Когда мы наконец добрались до дома, вести о случившемся уже распространились по округе. На кухонной стойке меня ожидала записка от Пайпер — список всех наших знакомых, которые принесли нам запеканки. Всю эту снедь Пайпер сложила в холодильник и оценила по пятибалльной шкале: пять — есть незамедлительно, три — вкусней, чем консервированная лапша, один — чревато кишечными инфекциями. Благодаря тебе я давно поняла, что люди предпочитают помогать не личным участием, а домашней выпечкой. Вручаешь блюдо — и всё, дело сделано. И душевных сил не потратил, и совесть чиста.
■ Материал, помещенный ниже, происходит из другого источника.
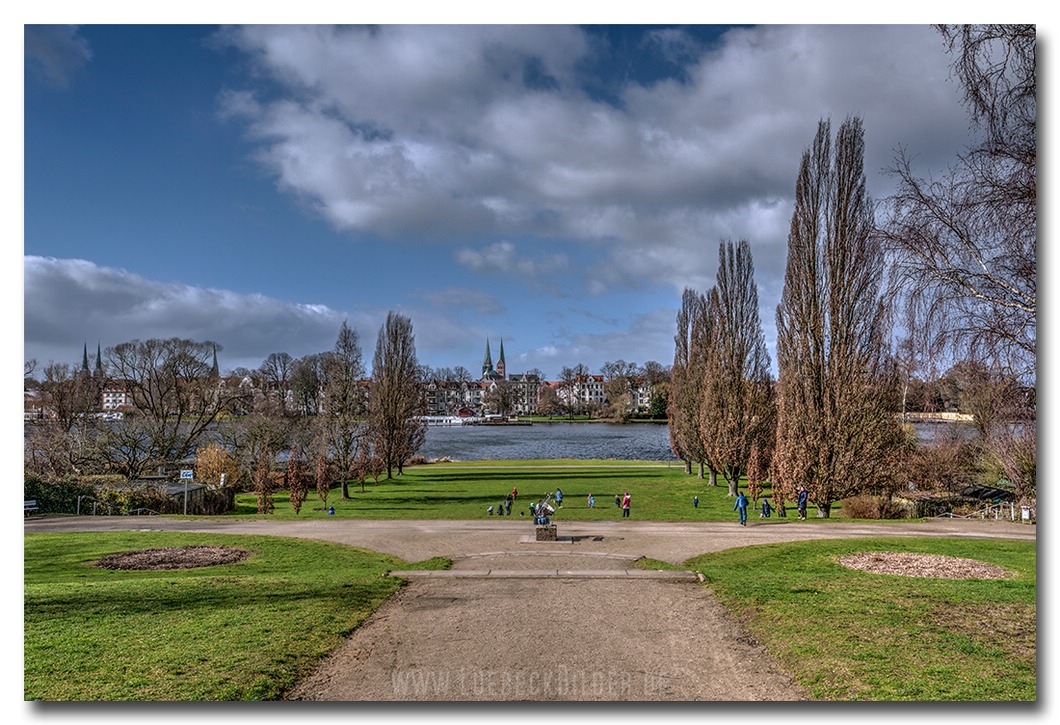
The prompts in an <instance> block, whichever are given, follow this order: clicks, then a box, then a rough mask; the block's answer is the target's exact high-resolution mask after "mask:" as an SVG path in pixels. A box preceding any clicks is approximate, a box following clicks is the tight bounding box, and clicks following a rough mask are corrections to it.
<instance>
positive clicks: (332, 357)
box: [316, 320, 368, 498]
mask: <svg viewBox="0 0 1060 725" xmlns="http://www.w3.org/2000/svg"><path fill="white" fill-rule="evenodd" d="M321 363H322V365H321V368H322V372H323V381H322V385H323V406H322V411H321V412H320V414H319V415H318V417H317V420H316V427H317V435H318V437H319V439H320V440H321V441H323V442H325V444H326V446H328V450H330V452H331V455H332V456H333V457H334V458H335V470H336V471H340V472H348V471H350V468H351V464H352V463H353V461H354V459H356V457H357V446H358V444H359V441H360V438H361V437H363V436H365V435H366V434H367V423H366V414H367V412H368V411H367V405H366V404H367V401H366V400H365V392H366V387H365V381H364V377H365V366H364V364H363V363H361V353H360V341H359V338H358V336H357V331H356V330H355V329H353V328H351V326H350V324H349V323H348V322H347V321H346V320H343V321H342V325H341V326H340V328H339V332H338V339H336V340H335V348H334V350H332V352H330V353H328V354H326V355H323V356H322V358H321ZM349 483H350V479H349V476H347V475H345V474H343V476H342V498H349V497H350V490H349Z"/></svg>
Еда — это валюта взаимовыручки.

У меня постоянно спрашивают, как я, но на самом деле никому это не интересно. Люди смотрят на твои гипсовые повязки — то защитного цвета, то ярко-розового, то флуоресцентного оранжевого. Смотрят, как я разгружаю багажник машины и собираю твои ходунки с резиновыми набалдашниками на концах, чтобы мы могли кое-как проковылять по тротуару, пока их дети качаются на турниках, играют в выбивного и занимаются прочей детской ерундой, от которой твои кости разбились бы вдребезги. Они улыбаются мне, потому что блюдут вежливость и политкорректность, но сами в этот момент думают об одном: «Слава богу! Слава богу, что она, а не я!»
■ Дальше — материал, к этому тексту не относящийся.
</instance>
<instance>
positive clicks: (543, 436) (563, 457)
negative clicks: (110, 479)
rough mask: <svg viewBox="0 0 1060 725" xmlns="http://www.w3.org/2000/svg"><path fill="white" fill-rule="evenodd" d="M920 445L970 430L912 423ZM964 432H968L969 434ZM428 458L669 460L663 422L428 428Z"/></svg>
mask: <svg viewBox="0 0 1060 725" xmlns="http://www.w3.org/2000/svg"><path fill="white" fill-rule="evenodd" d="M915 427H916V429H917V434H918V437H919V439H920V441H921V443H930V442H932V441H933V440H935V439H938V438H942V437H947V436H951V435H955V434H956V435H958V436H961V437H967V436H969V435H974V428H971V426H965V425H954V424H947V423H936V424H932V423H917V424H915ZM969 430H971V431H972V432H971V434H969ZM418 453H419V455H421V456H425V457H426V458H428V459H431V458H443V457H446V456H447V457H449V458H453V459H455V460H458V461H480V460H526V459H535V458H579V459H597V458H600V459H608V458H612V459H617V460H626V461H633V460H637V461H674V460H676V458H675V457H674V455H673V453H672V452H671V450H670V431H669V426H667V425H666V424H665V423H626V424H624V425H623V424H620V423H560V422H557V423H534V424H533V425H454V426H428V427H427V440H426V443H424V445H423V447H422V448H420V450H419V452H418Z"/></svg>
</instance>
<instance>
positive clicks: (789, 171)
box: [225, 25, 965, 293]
Твой отец говорит, что я несправедлива к ним. Что некоторые люди действительно хотят нам помочь. А я отвечаю: если бы они действительно хотели нам помочь, то не приносили бы запеканки с макаронами. Вместо этого они бы повели Амелию на каток или собирать яблоки в саду, потому что она нигде не бывает. Или почистили бы желоба в нашем доме, которые вечно забиты палой листвой после грозы. А если бы им вздумалось стать настоящими героями, они могли бы позвонить в страховую компанию и часа четыре поспорить об оплате счетов, чтобы мне этого делать не пришлось.

Шон не понимает, что большинство людей, предлагающих помочь, заботятся не о нас, а о себе. И я, если честно, не виню их в этом. Это такое суеверие: если поможешь семье, попавшей в беду… если бросишь щепотку соли через плечо… если не будешь наступать на трещины в тротуаре, то станешь неуязвимым. И тебе, возможно, удастся убедить себя, что с тобой ничего подобного случиться не могло.

Только не подумай, что я жалуюсь. Люди смотрят на меня и думают: «Вот бедняга, родила увечного ребенка». А я, глядя на тебя, вижу девочку, которая к трем годам уже знала наизусть «Богемскую рапсодию» группы Queen. Девочку, которая забирается ко мне в постель во время грозы, но не потому, что боится, а потому что я боюсь. Девочку, чей смех всегда вибрирует в глубинах моего тела, словно камертон. Я никогда не мечтала о здоровом ребенке, ведь тогда этот ребенок не был бы тобой.